Wednesday, October 17, 2007

Actions Speak

The other week I woke up with this obsessive thought running through my head (yea, my wife gets to put up with my obsessive thoughts all day - have pity on her). All I could think about was how focused we are in this society on hearing the right words - how actions really don't matter - how people are just listening for the right “code words” to be spoken so they can feel good about the person they are dealing with.

Christians are particularly bad about this.

A friend of mine who is involved with politics in another state told me about a seminar for candidates where they were being taught which phrases to use to get the “church” vote - I'm not making this up. Just look at all the article and books out about the faith of each of the presidential candidates.

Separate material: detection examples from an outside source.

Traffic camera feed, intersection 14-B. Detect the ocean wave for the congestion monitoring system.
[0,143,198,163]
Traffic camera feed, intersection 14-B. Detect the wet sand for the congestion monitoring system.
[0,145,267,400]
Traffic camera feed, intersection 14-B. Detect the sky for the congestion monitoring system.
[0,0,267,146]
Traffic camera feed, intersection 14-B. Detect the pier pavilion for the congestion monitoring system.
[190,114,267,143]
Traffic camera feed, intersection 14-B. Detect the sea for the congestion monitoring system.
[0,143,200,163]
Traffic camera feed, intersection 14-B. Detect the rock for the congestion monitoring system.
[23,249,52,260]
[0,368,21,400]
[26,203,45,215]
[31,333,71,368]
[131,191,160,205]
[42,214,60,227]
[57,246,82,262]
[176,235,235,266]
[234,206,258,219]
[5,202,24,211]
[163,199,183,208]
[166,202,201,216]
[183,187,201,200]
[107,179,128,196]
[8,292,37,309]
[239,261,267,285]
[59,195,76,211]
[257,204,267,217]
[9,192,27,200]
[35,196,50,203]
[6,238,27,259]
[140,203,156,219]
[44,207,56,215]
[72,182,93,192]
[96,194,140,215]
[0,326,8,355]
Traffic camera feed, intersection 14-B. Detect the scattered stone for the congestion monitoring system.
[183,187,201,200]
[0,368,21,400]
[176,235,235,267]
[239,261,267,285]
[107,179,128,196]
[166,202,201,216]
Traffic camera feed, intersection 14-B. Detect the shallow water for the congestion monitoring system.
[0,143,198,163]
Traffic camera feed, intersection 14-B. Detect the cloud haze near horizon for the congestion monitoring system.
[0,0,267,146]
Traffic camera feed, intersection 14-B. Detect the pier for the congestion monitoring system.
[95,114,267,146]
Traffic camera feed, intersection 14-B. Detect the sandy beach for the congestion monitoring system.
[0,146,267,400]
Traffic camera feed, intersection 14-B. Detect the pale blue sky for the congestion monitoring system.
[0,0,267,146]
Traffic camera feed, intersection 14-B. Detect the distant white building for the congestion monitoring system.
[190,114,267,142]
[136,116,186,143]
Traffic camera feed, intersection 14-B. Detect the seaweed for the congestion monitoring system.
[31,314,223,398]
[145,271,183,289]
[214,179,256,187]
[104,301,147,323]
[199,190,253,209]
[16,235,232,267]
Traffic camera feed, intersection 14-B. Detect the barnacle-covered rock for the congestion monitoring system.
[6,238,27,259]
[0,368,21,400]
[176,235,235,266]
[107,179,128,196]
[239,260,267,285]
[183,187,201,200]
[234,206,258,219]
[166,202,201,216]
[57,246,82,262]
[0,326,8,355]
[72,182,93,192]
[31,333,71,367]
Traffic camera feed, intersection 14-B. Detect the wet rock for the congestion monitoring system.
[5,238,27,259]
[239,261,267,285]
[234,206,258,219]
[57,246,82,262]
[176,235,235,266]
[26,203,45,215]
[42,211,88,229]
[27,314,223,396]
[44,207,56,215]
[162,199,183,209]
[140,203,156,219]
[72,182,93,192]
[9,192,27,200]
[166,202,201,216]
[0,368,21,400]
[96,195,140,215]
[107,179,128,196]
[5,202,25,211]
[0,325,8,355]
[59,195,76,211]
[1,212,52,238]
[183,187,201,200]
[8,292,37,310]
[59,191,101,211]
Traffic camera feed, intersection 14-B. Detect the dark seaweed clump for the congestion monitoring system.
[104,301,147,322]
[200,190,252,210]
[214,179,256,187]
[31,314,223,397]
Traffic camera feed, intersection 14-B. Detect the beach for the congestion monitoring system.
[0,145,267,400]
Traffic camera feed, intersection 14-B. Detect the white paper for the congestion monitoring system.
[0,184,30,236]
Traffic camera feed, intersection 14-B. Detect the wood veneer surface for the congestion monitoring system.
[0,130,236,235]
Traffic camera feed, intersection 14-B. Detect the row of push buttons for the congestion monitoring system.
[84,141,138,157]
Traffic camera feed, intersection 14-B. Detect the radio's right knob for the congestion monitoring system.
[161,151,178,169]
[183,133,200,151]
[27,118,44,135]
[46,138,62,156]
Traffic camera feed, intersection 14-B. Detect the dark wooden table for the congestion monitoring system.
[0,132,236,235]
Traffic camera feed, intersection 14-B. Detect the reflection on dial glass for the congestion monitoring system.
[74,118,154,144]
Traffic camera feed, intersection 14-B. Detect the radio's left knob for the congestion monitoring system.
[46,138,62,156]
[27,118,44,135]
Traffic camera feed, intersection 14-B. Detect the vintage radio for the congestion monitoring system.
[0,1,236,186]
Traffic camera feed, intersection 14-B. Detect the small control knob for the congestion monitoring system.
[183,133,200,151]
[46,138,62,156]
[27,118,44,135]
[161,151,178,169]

What these people DO doesn't matter, just as long as they use the right WORDS.

I think Jesus pretty much nailed where the priorities should be in this passage:

There was a man who had two sons. He went to the first and said, “Son, go and work today in the vineyard.”

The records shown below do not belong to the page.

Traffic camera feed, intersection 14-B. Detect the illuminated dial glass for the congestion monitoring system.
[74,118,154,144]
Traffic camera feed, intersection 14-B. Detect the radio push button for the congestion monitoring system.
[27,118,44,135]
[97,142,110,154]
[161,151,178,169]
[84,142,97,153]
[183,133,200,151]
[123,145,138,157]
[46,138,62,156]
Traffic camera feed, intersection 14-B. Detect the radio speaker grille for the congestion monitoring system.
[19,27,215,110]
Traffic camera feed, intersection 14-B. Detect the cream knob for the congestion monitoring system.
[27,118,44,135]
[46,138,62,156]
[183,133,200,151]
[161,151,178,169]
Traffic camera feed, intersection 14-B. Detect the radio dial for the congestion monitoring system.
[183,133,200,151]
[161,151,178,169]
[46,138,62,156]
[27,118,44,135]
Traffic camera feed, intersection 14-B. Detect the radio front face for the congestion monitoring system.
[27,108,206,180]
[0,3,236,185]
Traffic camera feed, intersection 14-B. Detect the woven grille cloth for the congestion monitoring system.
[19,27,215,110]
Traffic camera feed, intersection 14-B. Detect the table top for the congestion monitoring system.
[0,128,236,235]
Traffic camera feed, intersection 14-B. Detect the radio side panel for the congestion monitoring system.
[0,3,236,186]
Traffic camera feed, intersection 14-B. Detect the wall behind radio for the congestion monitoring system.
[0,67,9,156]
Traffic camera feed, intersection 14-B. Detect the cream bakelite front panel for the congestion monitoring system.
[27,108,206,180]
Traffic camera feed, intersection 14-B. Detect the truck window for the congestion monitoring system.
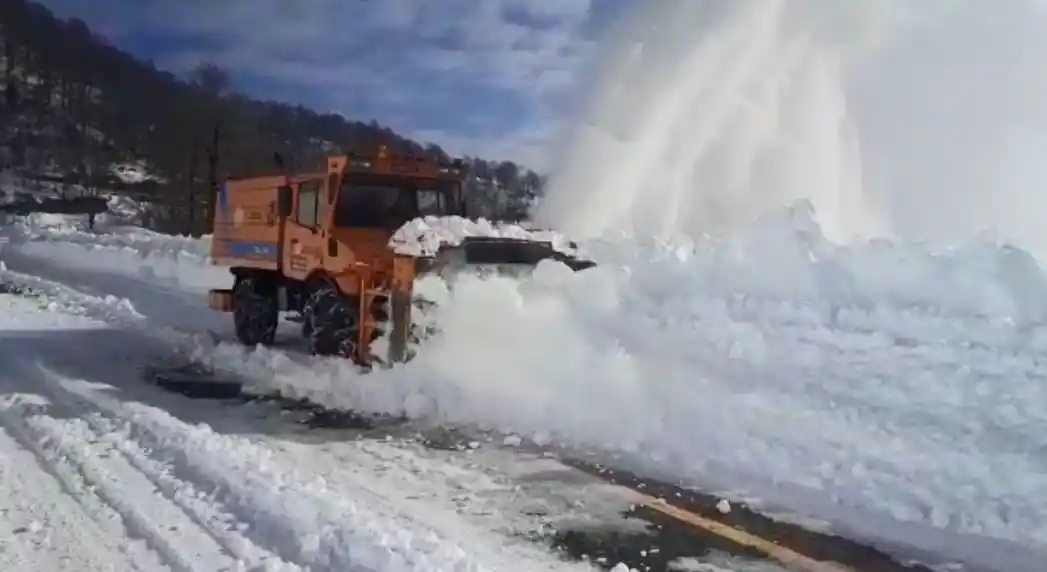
[334,179,458,228]
[295,181,320,228]
[334,184,404,227]
[418,189,448,217]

“I will not,” he answered, but later he changed his mind and went.

Then the father went to the other son and said the same thing.

He answered, “I will, sir,” but he did not go.

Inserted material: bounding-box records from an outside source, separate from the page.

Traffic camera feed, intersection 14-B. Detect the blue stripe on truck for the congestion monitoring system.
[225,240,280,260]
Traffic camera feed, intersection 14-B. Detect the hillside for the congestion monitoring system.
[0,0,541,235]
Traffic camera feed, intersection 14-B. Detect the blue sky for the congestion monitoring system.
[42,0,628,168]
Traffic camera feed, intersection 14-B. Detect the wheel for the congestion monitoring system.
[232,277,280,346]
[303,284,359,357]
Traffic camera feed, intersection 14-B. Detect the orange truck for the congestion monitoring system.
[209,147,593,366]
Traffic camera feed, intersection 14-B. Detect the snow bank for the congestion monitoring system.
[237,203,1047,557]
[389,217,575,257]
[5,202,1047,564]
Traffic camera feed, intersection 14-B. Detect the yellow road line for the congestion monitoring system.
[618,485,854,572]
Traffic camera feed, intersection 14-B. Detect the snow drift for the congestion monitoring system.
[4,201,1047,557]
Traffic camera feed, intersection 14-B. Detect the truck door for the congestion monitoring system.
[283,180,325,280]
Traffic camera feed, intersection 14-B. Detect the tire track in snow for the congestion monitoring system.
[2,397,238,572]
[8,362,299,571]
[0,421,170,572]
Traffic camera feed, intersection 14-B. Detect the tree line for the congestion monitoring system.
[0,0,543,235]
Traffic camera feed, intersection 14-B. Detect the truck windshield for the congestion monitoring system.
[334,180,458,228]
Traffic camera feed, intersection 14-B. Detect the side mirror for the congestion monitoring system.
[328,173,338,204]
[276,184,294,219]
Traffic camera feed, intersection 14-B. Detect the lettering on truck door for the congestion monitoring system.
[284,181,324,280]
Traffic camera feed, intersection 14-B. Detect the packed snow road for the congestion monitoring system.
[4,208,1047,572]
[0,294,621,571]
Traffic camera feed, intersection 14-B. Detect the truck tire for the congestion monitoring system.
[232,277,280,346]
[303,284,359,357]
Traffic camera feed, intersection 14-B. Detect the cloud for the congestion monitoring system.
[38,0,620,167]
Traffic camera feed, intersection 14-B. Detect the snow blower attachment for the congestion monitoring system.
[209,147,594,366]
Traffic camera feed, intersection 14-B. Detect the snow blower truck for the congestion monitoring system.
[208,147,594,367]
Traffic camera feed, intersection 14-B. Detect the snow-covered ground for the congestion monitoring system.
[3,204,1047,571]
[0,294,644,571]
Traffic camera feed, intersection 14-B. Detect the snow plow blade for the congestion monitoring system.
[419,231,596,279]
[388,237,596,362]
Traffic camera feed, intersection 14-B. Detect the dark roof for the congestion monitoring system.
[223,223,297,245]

Which of the two did what his father wanted?

“The first,” they answered.

Jesus said to them, “I tell you the truth, the tax collectors and the prostitutes are entering the kingdom of God ahead of you.”

Matthew 21: 28-31


So, the same day that I woke up with this obsession (which led me to looking up the above) I read the following (emphasis mine):

Under the influence of modernity, the Church became obsessed by definitions and seamless doctrine. Modernity was based on a scientific and rational reasoning that everything could be proven by human experimentation and that this exploration of the scientific field could come up with a superior world and a greatly improved human being. In many ways, this worldview was seen as a huge threat to the mystery of faith. Modernism was driving out the mysteries and belief in a supernatural unseen world, one that was being replaced by a world that could be explained in clear scientific terms. That Christianity should be taken captive by such a system of thought seems a little incongruous, but it led to a couple of centuries of clear systematic theology, apologetics, and an overemphasis on the word spoken and written in the communication of Christian truth. Most of these things in themselves are great aids to Christianity's case in the world, but the loss of mystery, experience and any artistic representation of the Gospel was detrimental.

The Bible uses a wide array of creative ways to communicate truth: law, history, poems, songs, literature, lament, prophesy, proverbs, dreams, angels, miracles, parables, preaching, epistles, and visions. When the evangelicals of the world decided that the Word preached was God's most efficient way of communicating, they overlooked the fact that when Jesus was born, God was saying, among other things, that those ways were not sufficient and that the Word had to become flesh (John 1:1, 14). God's Word is much more than words. Modernity coerced Christianity into taking the flesh and making it into words again. Art suffered. It was not a clearly defined and conclusive kind of rationalism. It left feelings hanging. Stories or songs might stress some points of theological truth and fail to cover other aspects of the Gospel. They missed the fact that Jesus left the crucial doctrine of atonement out of the parable of the prodigal son (Luke 15:11-32). Jesus, in fact, was much more an artist than a preacher, preferring stories to open the truth and in sometimes oblique ways promising the disciples that those with ears to hear would hear. It could be said that the only writer in the Bible with any interest in theological definition is the apostle Paul, and though we thank God for him and the theological explanation of his letters, we must never lose the balance between this and art.

Steve Stockman
“Walk On”


So, what do you think? Are we more concerned with words than we should be?